Question
could you help me with the below multiple questions: Which of the following is an example of a near-public good? Select one: a. national defense
could you help me with the below multiple questions:
Which of the following is an example of a near-public good?
Select one:
a. national defense
b. a polio vaccination program sponsored by the government
c. a lighthouse
d. a congested freeway during the morning rush hour
Change in Total Revenue/Change in Quantity, TR/Q=
Select one:
a. Profit
b. Marginal Revenue
c. Marginal Profit
d. Marginal cost
The price elasticity of demand for furniture is estimated at 1.3. This value means a one percent increase in the
Select one:
a. price of furniture will decrease the quantity of furniture demanded by 1.3 percent.
b. price of furniture will increase the quantity of furniture demanded by 1.3 percent.
c. quantity of furniture demanded will decrease the price of furniture by 1.3 percent.
d. quantity of furniture demanded will increase the price of furniture by 1.3 percent.
The loss of the highest valued alternative defines the concept of
Select one:
a. scarcity
b. entrepreneurship
c. opportunity cost.
d. marginal benefit
If the price of product X falls and this change increases the demand for product Y, then
Select one:
a. X and Y are substitutes.
b. X and Y are complements.
c. X is an inferior good.
d. Y is an inferior good.
Currently you purchase 6 packages of hot dogs a month. You will graduate from college in December and you will start a new job in January. You have no plans to purchase hot dogs in January. For you, hot dogs are
Select one:
a. A substitute good.
b. An inferior good.
c. A law-of-demand good.
d. A normal good.
I am considering loaning my brother $10,000 for one year. He has agreed to pay 10% interest on the loan. If I don't loan my brother the $10,000, it will stay in my bank account for the year, where it will earn 2% interest. What is the opportunity cost to me of the loan to my brother?
Select one:
a. $800.
b. $200.
c. $1,200.
d. $1,000.
Opportunity cost is best defined as
Select one:
a. the amount given up when choosing one activity over all other alternatives.
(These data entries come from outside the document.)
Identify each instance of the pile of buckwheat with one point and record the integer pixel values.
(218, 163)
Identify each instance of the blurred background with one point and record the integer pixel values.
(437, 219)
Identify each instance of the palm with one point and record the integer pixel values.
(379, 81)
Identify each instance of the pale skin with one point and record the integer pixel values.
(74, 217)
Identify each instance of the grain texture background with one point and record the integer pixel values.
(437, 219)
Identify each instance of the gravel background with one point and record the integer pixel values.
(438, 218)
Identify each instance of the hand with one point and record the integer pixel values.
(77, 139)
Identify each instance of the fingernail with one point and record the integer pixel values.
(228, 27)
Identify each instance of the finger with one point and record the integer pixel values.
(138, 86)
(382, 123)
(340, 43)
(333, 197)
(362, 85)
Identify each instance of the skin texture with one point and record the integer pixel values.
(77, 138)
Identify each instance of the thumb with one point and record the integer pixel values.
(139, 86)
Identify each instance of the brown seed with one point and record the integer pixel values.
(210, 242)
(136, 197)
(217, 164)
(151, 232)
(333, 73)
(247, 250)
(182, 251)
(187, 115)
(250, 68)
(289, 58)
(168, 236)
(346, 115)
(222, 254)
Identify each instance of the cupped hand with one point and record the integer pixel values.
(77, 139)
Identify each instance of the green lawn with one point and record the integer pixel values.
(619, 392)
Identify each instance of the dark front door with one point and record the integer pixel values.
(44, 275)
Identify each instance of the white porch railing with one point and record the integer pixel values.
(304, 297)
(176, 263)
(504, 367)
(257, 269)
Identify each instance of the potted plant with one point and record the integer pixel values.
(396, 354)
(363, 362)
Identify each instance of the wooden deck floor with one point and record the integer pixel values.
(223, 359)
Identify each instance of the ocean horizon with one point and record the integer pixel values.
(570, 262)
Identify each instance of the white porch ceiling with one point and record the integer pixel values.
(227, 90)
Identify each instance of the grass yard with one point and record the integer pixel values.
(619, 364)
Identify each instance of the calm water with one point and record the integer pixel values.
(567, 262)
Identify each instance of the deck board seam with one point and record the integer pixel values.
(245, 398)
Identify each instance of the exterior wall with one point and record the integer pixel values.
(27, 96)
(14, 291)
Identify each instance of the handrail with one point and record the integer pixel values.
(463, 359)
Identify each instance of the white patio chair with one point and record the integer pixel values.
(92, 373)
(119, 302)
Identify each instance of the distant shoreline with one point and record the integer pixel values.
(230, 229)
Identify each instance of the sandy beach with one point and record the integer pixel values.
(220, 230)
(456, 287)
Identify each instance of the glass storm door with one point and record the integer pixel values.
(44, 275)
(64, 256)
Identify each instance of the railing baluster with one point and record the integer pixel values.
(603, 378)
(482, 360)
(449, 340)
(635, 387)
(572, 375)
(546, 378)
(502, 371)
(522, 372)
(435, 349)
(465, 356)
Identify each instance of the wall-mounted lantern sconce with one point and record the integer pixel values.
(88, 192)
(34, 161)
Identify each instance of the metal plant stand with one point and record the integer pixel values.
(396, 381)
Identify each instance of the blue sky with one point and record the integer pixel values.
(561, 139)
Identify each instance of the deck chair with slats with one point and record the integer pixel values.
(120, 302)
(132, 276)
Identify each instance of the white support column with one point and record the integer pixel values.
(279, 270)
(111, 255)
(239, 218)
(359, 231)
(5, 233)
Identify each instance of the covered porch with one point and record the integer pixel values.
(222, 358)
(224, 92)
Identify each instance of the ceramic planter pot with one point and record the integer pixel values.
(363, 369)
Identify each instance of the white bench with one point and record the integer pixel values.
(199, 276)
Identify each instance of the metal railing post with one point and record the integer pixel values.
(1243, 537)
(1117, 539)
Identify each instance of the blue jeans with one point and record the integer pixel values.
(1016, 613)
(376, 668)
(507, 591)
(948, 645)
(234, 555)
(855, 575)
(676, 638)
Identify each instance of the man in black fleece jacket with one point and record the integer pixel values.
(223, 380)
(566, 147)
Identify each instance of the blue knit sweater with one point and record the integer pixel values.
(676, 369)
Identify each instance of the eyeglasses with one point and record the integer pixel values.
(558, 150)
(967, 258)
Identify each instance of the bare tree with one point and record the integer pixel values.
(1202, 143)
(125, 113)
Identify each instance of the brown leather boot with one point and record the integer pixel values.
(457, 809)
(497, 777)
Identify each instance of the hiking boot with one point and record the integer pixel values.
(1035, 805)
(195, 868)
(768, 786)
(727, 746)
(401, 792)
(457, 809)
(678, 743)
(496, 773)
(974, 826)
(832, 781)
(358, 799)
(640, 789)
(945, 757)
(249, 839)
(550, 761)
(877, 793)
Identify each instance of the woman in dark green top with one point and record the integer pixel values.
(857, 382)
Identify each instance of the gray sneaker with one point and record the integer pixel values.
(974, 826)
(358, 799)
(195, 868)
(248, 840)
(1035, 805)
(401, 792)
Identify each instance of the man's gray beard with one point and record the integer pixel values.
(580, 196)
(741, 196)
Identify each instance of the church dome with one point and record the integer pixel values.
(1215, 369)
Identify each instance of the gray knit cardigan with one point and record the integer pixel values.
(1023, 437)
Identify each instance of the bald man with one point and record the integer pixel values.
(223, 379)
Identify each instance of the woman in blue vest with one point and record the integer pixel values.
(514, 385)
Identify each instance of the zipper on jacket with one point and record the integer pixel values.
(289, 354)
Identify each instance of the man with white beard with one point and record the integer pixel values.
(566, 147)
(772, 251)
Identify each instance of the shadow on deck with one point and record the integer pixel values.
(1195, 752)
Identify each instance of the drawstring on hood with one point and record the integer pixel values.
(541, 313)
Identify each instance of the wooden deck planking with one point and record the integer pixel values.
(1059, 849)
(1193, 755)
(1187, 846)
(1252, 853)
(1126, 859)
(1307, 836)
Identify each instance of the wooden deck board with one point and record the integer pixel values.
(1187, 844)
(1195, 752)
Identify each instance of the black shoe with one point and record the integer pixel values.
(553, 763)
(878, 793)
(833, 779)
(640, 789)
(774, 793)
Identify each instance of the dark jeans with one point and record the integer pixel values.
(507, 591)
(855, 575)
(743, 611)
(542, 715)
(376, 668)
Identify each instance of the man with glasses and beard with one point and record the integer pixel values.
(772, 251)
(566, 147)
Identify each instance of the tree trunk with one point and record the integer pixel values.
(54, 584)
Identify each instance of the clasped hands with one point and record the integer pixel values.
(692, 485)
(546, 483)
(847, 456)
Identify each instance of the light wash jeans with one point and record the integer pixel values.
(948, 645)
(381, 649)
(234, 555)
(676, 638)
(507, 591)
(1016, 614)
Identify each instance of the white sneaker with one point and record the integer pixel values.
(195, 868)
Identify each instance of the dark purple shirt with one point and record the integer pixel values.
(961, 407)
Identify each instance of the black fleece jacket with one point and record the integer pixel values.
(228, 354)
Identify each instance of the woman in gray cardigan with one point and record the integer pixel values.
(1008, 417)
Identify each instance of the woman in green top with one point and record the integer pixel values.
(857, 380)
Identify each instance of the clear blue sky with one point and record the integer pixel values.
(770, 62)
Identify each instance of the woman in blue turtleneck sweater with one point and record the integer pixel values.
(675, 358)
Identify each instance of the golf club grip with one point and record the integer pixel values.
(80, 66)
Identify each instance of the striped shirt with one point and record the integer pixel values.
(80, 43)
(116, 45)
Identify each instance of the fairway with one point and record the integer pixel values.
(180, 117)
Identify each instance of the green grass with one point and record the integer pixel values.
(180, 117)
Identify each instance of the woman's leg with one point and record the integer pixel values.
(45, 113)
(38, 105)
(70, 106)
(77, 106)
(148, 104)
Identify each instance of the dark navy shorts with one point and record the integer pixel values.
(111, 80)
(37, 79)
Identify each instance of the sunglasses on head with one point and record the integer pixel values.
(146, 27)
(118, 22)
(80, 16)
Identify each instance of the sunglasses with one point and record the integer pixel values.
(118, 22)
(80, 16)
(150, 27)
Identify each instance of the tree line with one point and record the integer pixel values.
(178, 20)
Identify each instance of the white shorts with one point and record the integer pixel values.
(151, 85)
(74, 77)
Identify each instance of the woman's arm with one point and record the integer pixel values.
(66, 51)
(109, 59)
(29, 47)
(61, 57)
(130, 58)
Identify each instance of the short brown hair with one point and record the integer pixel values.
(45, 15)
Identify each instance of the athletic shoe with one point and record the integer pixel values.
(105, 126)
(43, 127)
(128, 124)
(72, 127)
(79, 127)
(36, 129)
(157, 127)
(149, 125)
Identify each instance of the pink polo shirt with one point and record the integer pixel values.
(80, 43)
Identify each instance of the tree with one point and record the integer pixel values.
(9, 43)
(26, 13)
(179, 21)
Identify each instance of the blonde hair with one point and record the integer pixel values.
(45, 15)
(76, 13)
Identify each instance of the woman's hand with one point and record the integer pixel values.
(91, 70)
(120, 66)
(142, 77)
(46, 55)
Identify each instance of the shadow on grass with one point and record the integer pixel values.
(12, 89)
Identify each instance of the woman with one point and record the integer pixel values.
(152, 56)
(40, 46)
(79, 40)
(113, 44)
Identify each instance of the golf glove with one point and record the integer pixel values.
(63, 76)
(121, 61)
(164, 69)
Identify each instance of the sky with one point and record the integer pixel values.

b. the amount that is given up when choosing an activity that is not as good as the next best alternative.
c. the opportunity to earn a profit that is greater than the one currently being made.
d. the amount given up when choosing one activity over the next best alternative.
Because a monopolist is the sole producer in its market, it can necessarily alter the price of its good
Select one:
a. by adjusting the quantity it supplies to the market.
b. without affecting the quantity sold.
c. by changing its marginal cost.
d. without affecting its average total cost.
If the price of a good increases while the quantity of the good exchanged on markets decreases, then the most likely explanation is that there has been
Select one:
a. an increase in supply.
b. a decrease in demand.
c. a decrease in supply.
d. an increase in demand.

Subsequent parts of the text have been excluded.